Events Calendar
Wilco
Friday, October 13, 2023, 07:30pm
With special guest: My Brightest Diamond
DOOR TIME: 6:30PM
SHOW TIME: 7:30PM
TICKETS ONSALE: Friday, 6/9/23 at 10AM
This tour follows the release of Wilco’s most recent album, last year’s Cruel Country, hailed “a magnum opus” by The New York Times and named one of the year’s best by the likes of Rolling Stone, Variety, Uproxx, InsideHook, and more. Earlier this year, Wilco appeared on Late Night With Seth Meyers to perform album highlight, “Tired of Taking It Out On You.”
Shortly after Wilco’s fall tour, frontman Jeff Tweedy will release his third book, WORLD WITHIN A SONG: Music That Changed My Life and Life That Changed My Music. Out November 7th via Dutton, WORLD WITHIN A SONG is a disarming and heartening mix of memories, music, and inspiration built around the 50-plus songs that changed Tweedy’s life. Fans, music lovers, and creatives of all types will find inspiration in Tweedy’s insightful blend of music and emotion in WORLD WITHIN A SONG. Additionally, Tweedy will embark on a run of solo dates in June and July, including a four-night stand in Brooklyn.
BIO:
Early on, coming out of Uncle Tupelo, there was the idea that Wilco was a Country band, or at least an alternative Country band. And there’s evidence to support that— “there have been elements of Country music in everything we’ve ever done,” says Jeff Tweedy. “We’ve never been particularly comfortable with accepting that definition, the idea that I was making Country music. But now, having been around the block a few times, we’re finding it exhilarating to free ourselves within the form, and embrace the simple limitation of calling the music we’re making Country.”
Cruel Country is almost entirely composed of live takes, with just a few overdubs. Everyone – Tweedy, John Stirratt, Glenn Kotche, Mikael Jorgensen, Pat Sansone and Nels Cline – was in the room, playing together at The Loft in Chicago, unseparated by baffles. It’s a totally different way of making records that Wilco hasn’t used in years—maybe not since Sky Blue Sky. “It’s a style of recording that forces a band to surrender control and learn to trust each other, along with each others’ imperfections, musical and otherwise.” says Tweedy. “But when it’s working the way it’s supposed to, it feels like gathering around some wild collective instrument, one that requires six sets of hands to play.”

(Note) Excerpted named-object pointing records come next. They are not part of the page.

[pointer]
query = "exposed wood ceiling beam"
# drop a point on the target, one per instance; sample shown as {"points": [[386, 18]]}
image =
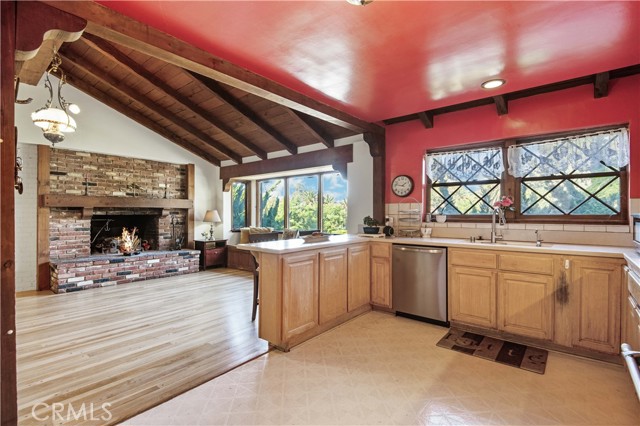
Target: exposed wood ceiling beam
{"points": [[115, 27], [116, 55], [162, 112], [40, 31], [533, 91], [336, 157], [601, 85], [314, 130], [502, 105], [426, 118], [218, 90], [139, 118]]}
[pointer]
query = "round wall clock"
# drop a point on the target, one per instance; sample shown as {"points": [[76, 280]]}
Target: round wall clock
{"points": [[402, 185]]}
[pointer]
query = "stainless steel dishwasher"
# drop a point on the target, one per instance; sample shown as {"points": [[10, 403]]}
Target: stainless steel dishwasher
{"points": [[420, 283]]}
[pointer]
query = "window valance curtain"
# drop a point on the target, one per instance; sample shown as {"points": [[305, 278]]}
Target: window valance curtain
{"points": [[461, 166], [560, 156]]}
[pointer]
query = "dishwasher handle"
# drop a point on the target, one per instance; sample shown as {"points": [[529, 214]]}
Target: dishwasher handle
{"points": [[420, 250]]}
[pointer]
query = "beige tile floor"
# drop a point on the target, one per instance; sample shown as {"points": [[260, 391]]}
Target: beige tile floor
{"points": [[381, 370]]}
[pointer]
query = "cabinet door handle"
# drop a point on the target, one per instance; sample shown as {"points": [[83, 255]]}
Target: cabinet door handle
{"points": [[562, 292]]}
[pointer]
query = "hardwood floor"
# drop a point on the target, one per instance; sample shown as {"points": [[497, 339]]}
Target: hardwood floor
{"points": [[115, 352]]}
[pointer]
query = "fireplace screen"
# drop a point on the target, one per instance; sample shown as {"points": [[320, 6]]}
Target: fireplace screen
{"points": [[106, 231]]}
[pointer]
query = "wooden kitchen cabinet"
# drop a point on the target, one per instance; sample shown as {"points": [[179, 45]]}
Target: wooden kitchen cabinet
{"points": [[472, 295], [304, 293], [381, 275], [299, 293], [332, 294], [525, 304], [359, 277], [212, 253], [595, 288], [630, 309]]}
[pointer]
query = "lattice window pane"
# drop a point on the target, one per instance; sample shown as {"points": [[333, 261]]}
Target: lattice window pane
{"points": [[475, 176]]}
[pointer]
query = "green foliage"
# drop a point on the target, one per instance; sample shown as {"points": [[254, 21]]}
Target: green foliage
{"points": [[369, 221], [238, 203], [303, 208], [272, 214], [334, 215]]}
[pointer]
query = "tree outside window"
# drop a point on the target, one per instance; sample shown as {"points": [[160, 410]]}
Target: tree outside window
{"points": [[239, 204], [312, 202], [272, 203], [573, 177]]}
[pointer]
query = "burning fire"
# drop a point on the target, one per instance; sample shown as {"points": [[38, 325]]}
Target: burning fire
{"points": [[129, 242]]}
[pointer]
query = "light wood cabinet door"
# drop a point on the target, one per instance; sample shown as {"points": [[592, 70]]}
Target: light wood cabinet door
{"points": [[332, 295], [359, 278], [381, 281], [473, 295], [299, 293], [595, 289], [631, 323], [525, 304]]}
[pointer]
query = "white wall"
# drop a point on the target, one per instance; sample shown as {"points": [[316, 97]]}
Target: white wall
{"points": [[26, 220], [360, 177], [103, 130]]}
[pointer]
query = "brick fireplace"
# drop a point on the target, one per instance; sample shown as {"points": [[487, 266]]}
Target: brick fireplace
{"points": [[79, 192]]}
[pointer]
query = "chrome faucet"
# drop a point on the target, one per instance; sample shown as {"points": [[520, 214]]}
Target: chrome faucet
{"points": [[538, 239], [501, 221]]}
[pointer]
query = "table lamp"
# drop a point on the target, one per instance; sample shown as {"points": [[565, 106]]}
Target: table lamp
{"points": [[212, 217]]}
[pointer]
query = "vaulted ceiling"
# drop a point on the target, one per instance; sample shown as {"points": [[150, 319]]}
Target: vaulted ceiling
{"points": [[392, 58], [311, 72], [215, 121]]}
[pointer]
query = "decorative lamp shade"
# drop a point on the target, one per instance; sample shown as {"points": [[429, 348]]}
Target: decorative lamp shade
{"points": [[54, 122], [212, 216]]}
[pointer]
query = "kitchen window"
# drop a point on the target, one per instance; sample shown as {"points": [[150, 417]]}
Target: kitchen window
{"points": [[464, 183], [239, 204], [568, 178], [305, 202]]}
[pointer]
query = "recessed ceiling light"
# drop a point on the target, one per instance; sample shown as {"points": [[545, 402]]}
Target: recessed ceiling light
{"points": [[492, 84]]}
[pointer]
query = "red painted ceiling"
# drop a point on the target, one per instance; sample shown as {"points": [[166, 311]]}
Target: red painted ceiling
{"points": [[391, 58]]}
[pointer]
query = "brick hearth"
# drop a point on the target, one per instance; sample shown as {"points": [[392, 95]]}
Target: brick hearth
{"points": [[102, 271], [103, 179]]}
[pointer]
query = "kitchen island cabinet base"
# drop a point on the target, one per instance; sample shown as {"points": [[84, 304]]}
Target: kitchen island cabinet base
{"points": [[292, 297], [542, 344], [309, 334]]}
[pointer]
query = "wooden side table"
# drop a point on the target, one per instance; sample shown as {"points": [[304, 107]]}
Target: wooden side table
{"points": [[212, 253]]}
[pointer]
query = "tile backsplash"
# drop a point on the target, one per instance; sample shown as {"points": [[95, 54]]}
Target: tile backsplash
{"points": [[608, 235]]}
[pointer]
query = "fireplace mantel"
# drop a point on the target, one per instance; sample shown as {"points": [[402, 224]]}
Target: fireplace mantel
{"points": [[79, 170], [87, 201]]}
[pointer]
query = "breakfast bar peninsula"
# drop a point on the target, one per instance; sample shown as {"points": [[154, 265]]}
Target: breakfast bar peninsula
{"points": [[309, 286]]}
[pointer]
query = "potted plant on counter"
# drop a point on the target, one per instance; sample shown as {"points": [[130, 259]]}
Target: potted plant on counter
{"points": [[371, 226]]}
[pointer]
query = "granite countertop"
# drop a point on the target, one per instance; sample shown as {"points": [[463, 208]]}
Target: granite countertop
{"points": [[299, 244], [290, 246], [99, 257]]}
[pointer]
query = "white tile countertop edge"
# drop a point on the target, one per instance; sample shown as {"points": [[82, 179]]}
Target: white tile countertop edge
{"points": [[290, 246]]}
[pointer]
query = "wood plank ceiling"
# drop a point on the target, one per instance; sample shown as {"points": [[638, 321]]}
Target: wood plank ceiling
{"points": [[208, 118]]}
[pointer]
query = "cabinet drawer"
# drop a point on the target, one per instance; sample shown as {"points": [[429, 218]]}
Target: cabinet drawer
{"points": [[380, 250], [475, 258], [526, 263]]}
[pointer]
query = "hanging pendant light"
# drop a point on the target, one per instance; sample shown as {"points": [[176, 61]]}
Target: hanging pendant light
{"points": [[54, 119]]}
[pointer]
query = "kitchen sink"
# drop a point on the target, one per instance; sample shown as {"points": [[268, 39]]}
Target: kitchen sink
{"points": [[515, 243]]}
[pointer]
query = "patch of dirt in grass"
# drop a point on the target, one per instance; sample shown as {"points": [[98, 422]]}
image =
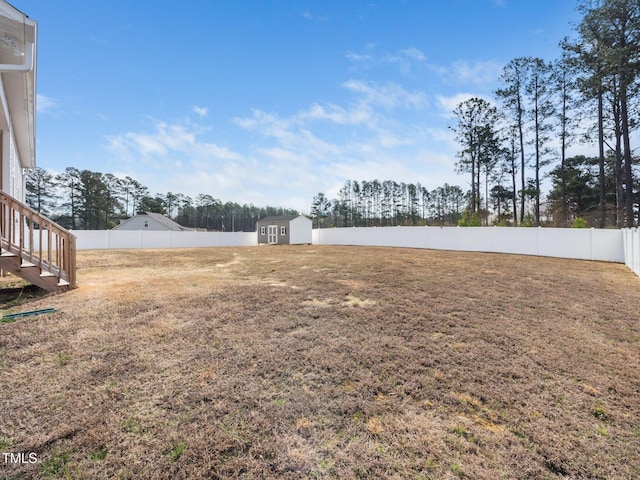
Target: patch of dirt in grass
{"points": [[326, 362]]}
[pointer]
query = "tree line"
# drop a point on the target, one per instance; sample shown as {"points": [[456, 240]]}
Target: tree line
{"points": [[86, 200], [589, 95], [386, 203]]}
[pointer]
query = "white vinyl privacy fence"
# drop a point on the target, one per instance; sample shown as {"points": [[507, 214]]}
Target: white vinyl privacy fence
{"points": [[621, 246], [586, 244], [98, 239]]}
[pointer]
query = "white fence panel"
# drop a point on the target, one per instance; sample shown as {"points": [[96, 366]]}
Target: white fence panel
{"points": [[587, 244], [621, 246], [632, 249]]}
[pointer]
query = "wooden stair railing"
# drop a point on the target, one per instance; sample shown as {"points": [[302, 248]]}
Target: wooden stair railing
{"points": [[34, 247]]}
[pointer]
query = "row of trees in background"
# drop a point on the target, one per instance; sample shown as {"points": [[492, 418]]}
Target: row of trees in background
{"points": [[86, 200], [590, 95], [387, 203]]}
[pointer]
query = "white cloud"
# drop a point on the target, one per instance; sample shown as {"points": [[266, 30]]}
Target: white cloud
{"points": [[388, 96], [46, 105], [406, 59], [200, 111]]}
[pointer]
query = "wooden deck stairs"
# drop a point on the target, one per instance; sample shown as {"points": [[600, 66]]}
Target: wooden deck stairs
{"points": [[35, 248]]}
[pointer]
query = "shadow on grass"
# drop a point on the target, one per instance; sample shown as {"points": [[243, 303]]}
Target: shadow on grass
{"points": [[15, 293]]}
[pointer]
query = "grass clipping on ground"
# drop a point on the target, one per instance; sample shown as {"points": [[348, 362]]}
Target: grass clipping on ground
{"points": [[325, 362]]}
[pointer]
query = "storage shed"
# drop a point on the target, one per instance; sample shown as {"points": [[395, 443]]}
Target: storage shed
{"points": [[284, 230]]}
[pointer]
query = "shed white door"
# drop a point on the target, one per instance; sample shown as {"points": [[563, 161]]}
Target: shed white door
{"points": [[272, 234]]}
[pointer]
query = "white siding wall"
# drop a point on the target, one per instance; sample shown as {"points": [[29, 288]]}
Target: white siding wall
{"points": [[16, 174], [137, 223], [300, 231]]}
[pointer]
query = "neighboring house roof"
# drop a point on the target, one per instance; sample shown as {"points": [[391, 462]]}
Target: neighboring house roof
{"points": [[167, 222], [280, 218], [159, 218]]}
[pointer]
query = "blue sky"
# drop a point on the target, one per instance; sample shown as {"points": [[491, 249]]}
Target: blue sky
{"points": [[271, 102]]}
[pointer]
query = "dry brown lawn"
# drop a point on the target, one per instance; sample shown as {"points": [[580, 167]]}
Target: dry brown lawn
{"points": [[324, 362]]}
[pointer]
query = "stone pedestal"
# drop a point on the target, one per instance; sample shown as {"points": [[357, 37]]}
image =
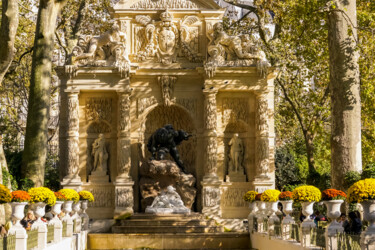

Across the record, there’s a loose conceptual narrative on the history of the United States. There’s almost a chronologically accurate portrait of America that comes out of the way that the record moves. “It isn’t always direct and easy to spot, but there are flashes of clarity,” says Tweedy. “It’s all mixed up and mixed in, the way my personal feelings about America are often woven with all of our deep collective myths. Simply put, people come and problems emerge. Worlds collide. It’s beautiful. And cruel.” Tweedy continues: “The specifics of an American identity begin to blur for me as the record moves toward the light and opens itself up to more cosmic solutions—coping with fear, without belonging to any nation or group other than humanity itself.”
Overall, Cruel Country is an album that doesn’t shy away from troubles, and there’s no denying that we’re still living in a very troubled time. “More than any other genre, Country music, to me, a white kid from middle-class middle America, has always been the ideal place to comment on what most troubles my mind—which for more than a little while now has been the country where I was born, these United States. And because it is the country I love, and because it’s Country music that I love, I feel a responsibility to investigate their mirrored problematic natures. I believe it’s important to challenge our affections for things that are flawed.”
“Country music is simply designed to aim squarely at the low-hanging fruit of the truth,” says Tweedy. “If someone can sing it, and it’s given a voice… well, then it becomes very hard not to see. We’re looking at it. It’s a cruel country, and it’s also beautiful. Love it or leave it. Or if you can’t love it, maybe you’ve already left.”